JavaScript obfuscation in PDF: Sky is the limit
I know that most of you are probably already sick of malicious PDF documents, but one of our readers, Will Thomson, sent a really interesting malicious PDF document that used some more advanced obfuscation techniques that I wanted to share with everyone. So, let's get to work.
The PDF document Will sent contains a JavaScript section that gets called immediately after opening the document. This is today really standard. The JavaScript section is relatively short and we can see that it uses the app.doc.getAnnots() (line 17) call to get Annotations, from the code excerpt below:
When called like this, the app.doc.getAnnots() call will return an array of objects that will contain all annotations. This is important to remember.
Now, in line 4 you can see that the num variable is set to 1 which will cause the sum variable (line 18) to contain the second annotation's subject field (array members start with 0). This will then be deobfuscated with a loop at line 27 and finally at line 39 the second JavaScript layer gets called with an eval() call.
This second JavaScript layer at first sight looks familiar – the huge "blob" of obfuscated data is passed as an argument to the function called iXM__8f_ITb, which is then deobfuscated. One trap is immediately visible – the author used the arguments.callee() call to prevent us from modifying the deobfuscation function but this can normally be easily evaded by redefining the eval() call. However, if this is done, and the function is called it will only print out some meaningless numbers! Yet, the PDF is malicious when tested on a vulnerable Acrobat Reader so something else must be going on here.

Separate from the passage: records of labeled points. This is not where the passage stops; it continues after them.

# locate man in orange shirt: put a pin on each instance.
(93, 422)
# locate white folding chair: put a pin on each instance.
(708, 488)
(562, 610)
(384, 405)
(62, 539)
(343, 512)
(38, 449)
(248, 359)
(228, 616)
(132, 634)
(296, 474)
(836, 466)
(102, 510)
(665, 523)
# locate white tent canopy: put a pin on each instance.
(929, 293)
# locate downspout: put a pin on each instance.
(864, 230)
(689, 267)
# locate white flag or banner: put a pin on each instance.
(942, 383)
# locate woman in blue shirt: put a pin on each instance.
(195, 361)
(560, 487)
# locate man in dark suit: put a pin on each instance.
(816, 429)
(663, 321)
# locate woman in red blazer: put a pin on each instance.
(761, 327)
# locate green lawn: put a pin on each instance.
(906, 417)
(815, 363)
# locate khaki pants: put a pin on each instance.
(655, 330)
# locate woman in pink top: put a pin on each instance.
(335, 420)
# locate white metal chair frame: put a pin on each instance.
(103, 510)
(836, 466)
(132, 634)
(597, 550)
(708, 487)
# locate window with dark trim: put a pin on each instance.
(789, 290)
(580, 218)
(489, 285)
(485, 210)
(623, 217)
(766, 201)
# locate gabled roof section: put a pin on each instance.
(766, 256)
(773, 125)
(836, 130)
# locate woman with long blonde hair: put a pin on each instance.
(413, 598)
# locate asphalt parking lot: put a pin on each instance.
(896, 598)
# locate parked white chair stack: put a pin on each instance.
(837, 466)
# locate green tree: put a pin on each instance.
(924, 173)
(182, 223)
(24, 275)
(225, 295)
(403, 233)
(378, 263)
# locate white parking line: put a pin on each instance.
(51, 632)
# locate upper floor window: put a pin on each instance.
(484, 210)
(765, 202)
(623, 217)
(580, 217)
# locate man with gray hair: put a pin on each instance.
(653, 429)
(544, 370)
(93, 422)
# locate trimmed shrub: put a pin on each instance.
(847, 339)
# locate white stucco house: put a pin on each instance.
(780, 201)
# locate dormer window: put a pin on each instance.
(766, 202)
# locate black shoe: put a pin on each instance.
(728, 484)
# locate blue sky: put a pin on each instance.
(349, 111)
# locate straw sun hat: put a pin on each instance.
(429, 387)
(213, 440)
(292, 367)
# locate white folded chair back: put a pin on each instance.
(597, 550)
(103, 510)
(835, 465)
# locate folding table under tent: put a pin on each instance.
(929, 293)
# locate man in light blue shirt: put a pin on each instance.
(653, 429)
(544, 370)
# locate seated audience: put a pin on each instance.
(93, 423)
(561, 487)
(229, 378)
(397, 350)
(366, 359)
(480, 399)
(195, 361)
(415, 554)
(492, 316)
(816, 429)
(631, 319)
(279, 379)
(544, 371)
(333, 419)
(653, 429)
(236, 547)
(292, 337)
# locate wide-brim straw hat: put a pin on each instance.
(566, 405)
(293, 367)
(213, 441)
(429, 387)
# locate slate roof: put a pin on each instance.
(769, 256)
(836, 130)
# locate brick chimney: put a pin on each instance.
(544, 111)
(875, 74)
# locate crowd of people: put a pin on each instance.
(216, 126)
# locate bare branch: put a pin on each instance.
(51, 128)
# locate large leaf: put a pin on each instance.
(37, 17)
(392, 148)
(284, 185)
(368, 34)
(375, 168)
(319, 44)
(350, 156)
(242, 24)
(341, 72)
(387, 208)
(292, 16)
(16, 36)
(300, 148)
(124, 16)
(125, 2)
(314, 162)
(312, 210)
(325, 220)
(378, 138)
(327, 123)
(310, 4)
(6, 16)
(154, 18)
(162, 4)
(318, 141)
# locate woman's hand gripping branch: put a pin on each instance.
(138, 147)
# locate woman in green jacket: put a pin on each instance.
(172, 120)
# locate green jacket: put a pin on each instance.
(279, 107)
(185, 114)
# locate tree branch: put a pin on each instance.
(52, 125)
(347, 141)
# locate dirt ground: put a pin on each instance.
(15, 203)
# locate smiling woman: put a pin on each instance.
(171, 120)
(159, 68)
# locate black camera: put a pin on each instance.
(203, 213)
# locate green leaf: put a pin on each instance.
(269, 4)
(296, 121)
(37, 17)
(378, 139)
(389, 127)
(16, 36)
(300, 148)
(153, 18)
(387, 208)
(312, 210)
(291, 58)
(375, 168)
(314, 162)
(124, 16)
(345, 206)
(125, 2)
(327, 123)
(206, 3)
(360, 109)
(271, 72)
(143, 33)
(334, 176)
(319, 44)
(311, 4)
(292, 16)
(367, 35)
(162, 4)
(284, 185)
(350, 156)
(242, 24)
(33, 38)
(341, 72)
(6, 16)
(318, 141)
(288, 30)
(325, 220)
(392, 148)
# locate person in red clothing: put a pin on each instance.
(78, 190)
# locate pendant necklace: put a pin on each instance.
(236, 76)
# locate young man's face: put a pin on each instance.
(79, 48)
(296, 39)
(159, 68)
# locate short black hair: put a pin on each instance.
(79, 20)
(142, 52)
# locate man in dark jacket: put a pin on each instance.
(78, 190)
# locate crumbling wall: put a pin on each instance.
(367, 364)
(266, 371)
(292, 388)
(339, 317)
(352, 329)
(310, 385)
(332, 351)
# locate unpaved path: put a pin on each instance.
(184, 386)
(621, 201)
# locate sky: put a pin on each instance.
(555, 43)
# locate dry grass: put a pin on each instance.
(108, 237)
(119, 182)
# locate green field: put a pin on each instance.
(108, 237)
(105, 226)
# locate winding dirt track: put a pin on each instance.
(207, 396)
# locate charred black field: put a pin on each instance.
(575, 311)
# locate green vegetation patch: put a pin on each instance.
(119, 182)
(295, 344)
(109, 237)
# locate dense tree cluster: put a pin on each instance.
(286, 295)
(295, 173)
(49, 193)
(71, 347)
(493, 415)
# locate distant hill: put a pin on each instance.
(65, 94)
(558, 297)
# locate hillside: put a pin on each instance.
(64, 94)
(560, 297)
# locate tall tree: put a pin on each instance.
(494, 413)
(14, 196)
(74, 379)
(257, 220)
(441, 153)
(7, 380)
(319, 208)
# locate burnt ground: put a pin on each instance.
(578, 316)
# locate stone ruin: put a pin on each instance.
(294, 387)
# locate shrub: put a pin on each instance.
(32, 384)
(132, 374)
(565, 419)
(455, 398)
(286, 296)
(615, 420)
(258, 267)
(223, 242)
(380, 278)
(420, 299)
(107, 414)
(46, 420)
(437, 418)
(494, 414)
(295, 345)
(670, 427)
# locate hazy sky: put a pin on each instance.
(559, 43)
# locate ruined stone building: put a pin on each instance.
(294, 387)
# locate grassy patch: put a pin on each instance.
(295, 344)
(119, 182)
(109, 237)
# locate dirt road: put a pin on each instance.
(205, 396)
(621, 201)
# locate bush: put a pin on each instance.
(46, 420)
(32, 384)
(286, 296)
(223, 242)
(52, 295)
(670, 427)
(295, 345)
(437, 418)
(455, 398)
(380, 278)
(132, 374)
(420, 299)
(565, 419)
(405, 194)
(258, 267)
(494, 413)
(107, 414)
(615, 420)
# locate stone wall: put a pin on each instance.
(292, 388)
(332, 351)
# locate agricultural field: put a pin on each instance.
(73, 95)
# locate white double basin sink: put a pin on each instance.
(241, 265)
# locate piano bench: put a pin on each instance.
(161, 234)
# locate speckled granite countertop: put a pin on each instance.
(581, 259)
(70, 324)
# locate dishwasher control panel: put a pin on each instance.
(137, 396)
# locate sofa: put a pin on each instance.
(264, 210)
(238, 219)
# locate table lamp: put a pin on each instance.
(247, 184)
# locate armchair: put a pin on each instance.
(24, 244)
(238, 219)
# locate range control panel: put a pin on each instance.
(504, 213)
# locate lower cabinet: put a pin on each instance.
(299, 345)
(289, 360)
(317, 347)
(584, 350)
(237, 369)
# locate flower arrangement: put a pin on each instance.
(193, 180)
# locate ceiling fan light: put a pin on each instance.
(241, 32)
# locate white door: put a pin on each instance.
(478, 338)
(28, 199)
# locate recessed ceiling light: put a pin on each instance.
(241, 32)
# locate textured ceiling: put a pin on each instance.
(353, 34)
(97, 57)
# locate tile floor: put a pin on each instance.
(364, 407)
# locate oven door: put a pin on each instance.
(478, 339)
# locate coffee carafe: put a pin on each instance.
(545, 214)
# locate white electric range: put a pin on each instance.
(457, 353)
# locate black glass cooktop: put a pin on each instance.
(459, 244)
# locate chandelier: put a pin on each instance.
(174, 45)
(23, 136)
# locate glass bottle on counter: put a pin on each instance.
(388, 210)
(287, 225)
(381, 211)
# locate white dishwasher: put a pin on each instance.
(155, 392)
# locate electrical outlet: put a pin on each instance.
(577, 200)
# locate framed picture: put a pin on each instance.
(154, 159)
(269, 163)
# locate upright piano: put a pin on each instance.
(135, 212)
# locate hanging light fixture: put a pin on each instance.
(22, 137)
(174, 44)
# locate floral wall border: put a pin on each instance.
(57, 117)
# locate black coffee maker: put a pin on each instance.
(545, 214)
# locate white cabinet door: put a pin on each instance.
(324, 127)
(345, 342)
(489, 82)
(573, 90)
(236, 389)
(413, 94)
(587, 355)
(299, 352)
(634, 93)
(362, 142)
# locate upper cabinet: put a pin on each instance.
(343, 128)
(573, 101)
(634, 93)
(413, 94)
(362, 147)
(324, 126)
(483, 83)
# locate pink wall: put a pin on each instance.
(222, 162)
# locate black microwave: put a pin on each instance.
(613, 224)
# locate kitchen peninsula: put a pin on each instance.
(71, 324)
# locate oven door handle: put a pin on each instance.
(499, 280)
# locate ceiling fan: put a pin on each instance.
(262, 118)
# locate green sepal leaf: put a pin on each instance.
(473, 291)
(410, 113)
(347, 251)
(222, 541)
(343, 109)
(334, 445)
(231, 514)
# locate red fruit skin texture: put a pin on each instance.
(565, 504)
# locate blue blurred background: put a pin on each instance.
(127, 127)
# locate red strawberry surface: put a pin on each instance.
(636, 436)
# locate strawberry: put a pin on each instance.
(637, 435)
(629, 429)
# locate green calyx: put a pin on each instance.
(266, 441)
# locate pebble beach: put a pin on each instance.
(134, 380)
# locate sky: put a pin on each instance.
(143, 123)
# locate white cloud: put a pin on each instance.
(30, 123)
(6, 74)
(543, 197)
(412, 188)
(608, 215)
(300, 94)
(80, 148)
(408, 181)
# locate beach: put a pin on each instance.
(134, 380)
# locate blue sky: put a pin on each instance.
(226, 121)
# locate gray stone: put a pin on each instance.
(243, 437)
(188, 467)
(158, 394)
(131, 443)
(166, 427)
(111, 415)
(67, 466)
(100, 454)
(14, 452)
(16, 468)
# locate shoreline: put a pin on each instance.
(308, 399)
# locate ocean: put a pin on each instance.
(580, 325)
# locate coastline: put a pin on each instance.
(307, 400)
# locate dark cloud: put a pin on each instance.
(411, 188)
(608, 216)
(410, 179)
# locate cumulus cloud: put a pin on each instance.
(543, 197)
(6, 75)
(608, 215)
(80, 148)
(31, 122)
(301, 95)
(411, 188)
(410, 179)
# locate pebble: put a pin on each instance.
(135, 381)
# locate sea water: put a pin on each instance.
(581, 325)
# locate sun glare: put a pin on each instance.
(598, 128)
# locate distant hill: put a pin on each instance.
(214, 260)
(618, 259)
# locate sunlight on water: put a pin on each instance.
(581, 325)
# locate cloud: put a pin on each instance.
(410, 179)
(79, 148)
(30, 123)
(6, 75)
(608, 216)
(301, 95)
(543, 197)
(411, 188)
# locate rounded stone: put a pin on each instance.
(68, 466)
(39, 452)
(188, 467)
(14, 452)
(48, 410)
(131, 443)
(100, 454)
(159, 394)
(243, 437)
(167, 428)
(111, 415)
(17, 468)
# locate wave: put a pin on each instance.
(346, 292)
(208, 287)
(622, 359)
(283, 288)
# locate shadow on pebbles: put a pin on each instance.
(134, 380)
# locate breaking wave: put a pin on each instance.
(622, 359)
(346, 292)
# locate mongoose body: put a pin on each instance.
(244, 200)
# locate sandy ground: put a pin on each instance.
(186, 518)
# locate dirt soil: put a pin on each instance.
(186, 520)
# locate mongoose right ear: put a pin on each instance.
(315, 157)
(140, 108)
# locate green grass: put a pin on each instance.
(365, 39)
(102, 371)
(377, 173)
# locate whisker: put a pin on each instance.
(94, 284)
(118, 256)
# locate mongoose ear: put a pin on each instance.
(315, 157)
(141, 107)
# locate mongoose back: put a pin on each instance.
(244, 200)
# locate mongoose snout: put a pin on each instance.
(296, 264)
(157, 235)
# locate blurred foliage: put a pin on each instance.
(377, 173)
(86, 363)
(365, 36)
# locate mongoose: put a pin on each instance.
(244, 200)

Take a look at the code below, which I tidied a bit for you so you can read it easier:
Especially important are lines 6-13. So, what do the attackers do here:
- First the variable n_AXr11_7Wdj is assigned value 0,
- Then, on line 8, the existence of the app object is tested. This object is created by Acrobat Reader so if you run this outside (for example, with SpiderMonkey or another JavaScript interpreter) this call will fail since the object will not exist. We can create that object easily, but we are still not done,
- On line 10, the h__l_S_1__f variable will contain pr[n_AXr11_7Wdj].subject. Since n_AXr11_7Wdj is 0, this equals to pr[0].subject. Remember what the pr array is? It contains annotations. In other words, this will use the first annotation.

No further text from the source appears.